Kuba Wojewódzki zelektryzował opinię publiczną, kiedy w marcu poinformował, że zostanie ojcem. Po kilku miesiącach spekulacji showman pojawił się w studiu swojego programu z wózkiem. Wyjął z niego dziecko i pokazał je publiczności. Czy to naprawdę jego syn? Tak dziennikarz odpowiedział Małgorzacie Rozenek-Majdan.

Kuba Wojewódzki ma dziecko?

W marcu, goszcząc w studiu „Dzień dobry TVN” przy okazji promocji programu „Mask Singer”, Kuba Wojewódzki ogłosił nowinę, która zelektryzowała opinię publiczną. Showman ujawnił wówczas, że jego dziewczyna jest w ciąży, a on sam w wieku 59 lat po raz pierwszy zostanie ojcem. Wyznanie dziennikarza odbiło się niezwykle szerokim echem, a internauci i portale plotkarskie zaczęli zastanawiać się, czy to rzeczywiście prawda, czy może jedynie kolejny dowcip Kuby.

Wojewódzki w ostatnich tygodniach nie dawał zapomnieć o swoim wyznaniu z początku marca i wciąż podsycał emocje kolejnymi publikacjami. Niedawno atmosferę podgrzała także Małgorzata Rozenek-Majdan. Nowa prowadząca „Dzień dobry TVN” w jednym z wpisów na Instagramie zasugerowała, że dziecko Kuby jest już na świecie.

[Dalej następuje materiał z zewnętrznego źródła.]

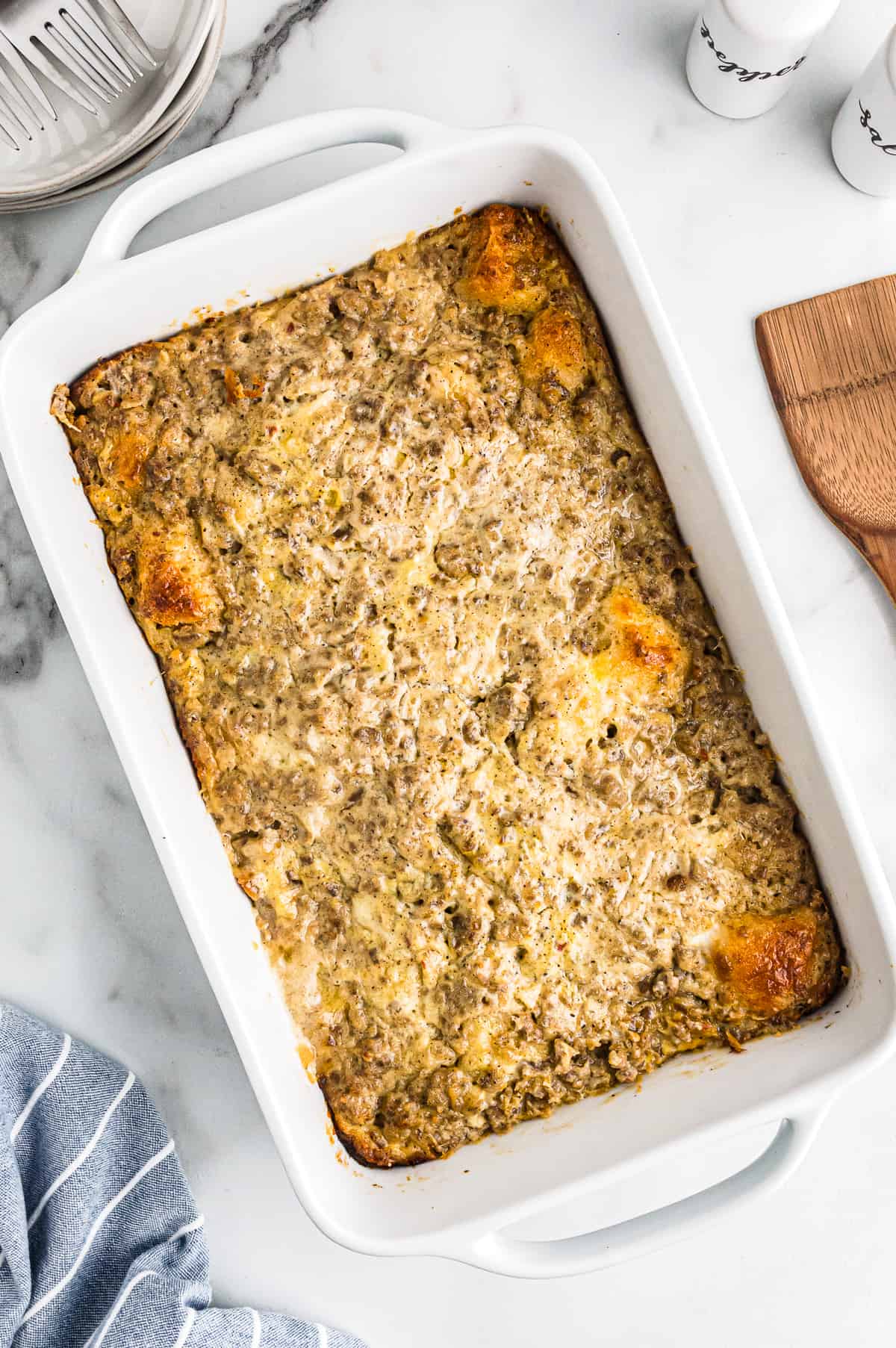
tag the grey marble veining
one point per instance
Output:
(27, 614)
(730, 220)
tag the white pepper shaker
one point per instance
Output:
(744, 55)
(864, 135)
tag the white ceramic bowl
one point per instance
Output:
(458, 1207)
(80, 146)
(177, 117)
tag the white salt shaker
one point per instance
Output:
(864, 137)
(744, 55)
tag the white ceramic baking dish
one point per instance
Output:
(457, 1207)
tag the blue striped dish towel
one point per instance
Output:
(100, 1240)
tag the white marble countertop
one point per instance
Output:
(732, 217)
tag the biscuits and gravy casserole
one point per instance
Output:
(476, 747)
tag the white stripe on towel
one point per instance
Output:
(35, 1095)
(82, 1155)
(132, 1182)
(119, 1302)
(186, 1229)
(185, 1332)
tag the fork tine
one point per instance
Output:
(90, 55)
(7, 135)
(37, 55)
(97, 37)
(58, 46)
(18, 107)
(125, 28)
(20, 68)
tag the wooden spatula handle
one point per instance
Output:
(880, 552)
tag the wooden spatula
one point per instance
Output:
(830, 364)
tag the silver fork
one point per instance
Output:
(90, 40)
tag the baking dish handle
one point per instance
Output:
(596, 1250)
(212, 167)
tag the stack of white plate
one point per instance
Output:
(81, 152)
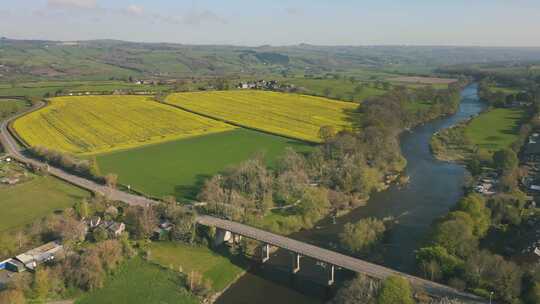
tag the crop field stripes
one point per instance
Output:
(288, 115)
(100, 124)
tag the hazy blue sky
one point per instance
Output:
(278, 22)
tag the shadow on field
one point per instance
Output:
(354, 117)
(190, 192)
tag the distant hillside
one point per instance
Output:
(103, 59)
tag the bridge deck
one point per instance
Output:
(331, 257)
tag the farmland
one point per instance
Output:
(496, 129)
(295, 116)
(34, 199)
(97, 124)
(139, 282)
(342, 89)
(178, 167)
(214, 267)
(40, 88)
(9, 107)
(491, 131)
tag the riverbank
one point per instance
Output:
(479, 137)
(433, 188)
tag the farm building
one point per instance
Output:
(42, 254)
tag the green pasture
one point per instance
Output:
(180, 167)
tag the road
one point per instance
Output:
(376, 271)
(12, 148)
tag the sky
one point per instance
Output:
(278, 22)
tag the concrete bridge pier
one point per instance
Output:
(221, 236)
(296, 262)
(265, 252)
(331, 274)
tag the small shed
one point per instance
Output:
(15, 266)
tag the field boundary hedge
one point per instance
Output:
(239, 125)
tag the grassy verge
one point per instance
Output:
(137, 282)
(8, 107)
(219, 269)
(24, 203)
(178, 168)
(487, 133)
(496, 129)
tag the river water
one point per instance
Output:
(433, 189)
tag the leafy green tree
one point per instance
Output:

Głęboko skrywaną tajemnicą TVN jest fakt, że „Dzień dobry TVN” miał ze mną prowadzić Kuba Wojewódzki. Odbyła się już nawet próba. (…) Była udana, produkcja zachwycona, choć nasze gaże mocno zawyżały koszty, to udałoby się je obniżyć, rezygnując z zapraszania gości, bo okazali się całkowicie zbędni. Jednak dla Kuby, świeżo upieczonego taty, rodzina jest na pierwszym miejscu, więc zrezygnował z tego niezwykle rozwijającego zawodowego wyzwania

– napisała.

Zapraszając na nowy odcinek programu Kuby z jej udziałem, Rozenek-Majdan dodała:

Całkowicie to rozumiem, bo na planie poznałam tego słodkiego szkraba. Też będziecie mieli szansę go zobaczyć

Kuba Wojewódzki – syn „Brajanek”

Zgodnie z obietnicą Małgorzaty dziennikarz rzeczywiście pojawił się we wtorkowym odcinku swojego programu z dzieckiem. Ale czy swoim? Kiedy wszedł do studia, ogłosił:

Zawsze mówiłem, że lubię czar czterech kółek. Z dzieckiem, jak z samochodem, wystarczy chwila nieuwagi i są kłopoty. Jak się okazało, że jestem ojcem, to zadzwonił do mnie Stanisław Tym i powiedział: „Wiesz co, Kuba, jest najgorsze w pierwszym dziecku? To, że jest”. Także Brajanek, tak cię powitano na świecie. Brajanek dobrze czuje się w studiu, jak ryba w wodzie, choć to nieaktualne powiedzenie…

Małgorzata Rozenek-Majdan, która wkrótce zasiadła na kanapie u Kuby, wciąż dopytywała dziennikarza, czy to naprawdę jego syn. Podobnie jak wielu internautów, i ona nie była pewna, jak interpretować wyznanie Wojewódzkiego o byciu ojcem. W odpowiedzi 59-latek kilkukrotnie zapewnił ją, że mówi prawdę, nie był jednak w stanie odmówić sobie żartów z „Brajanka”.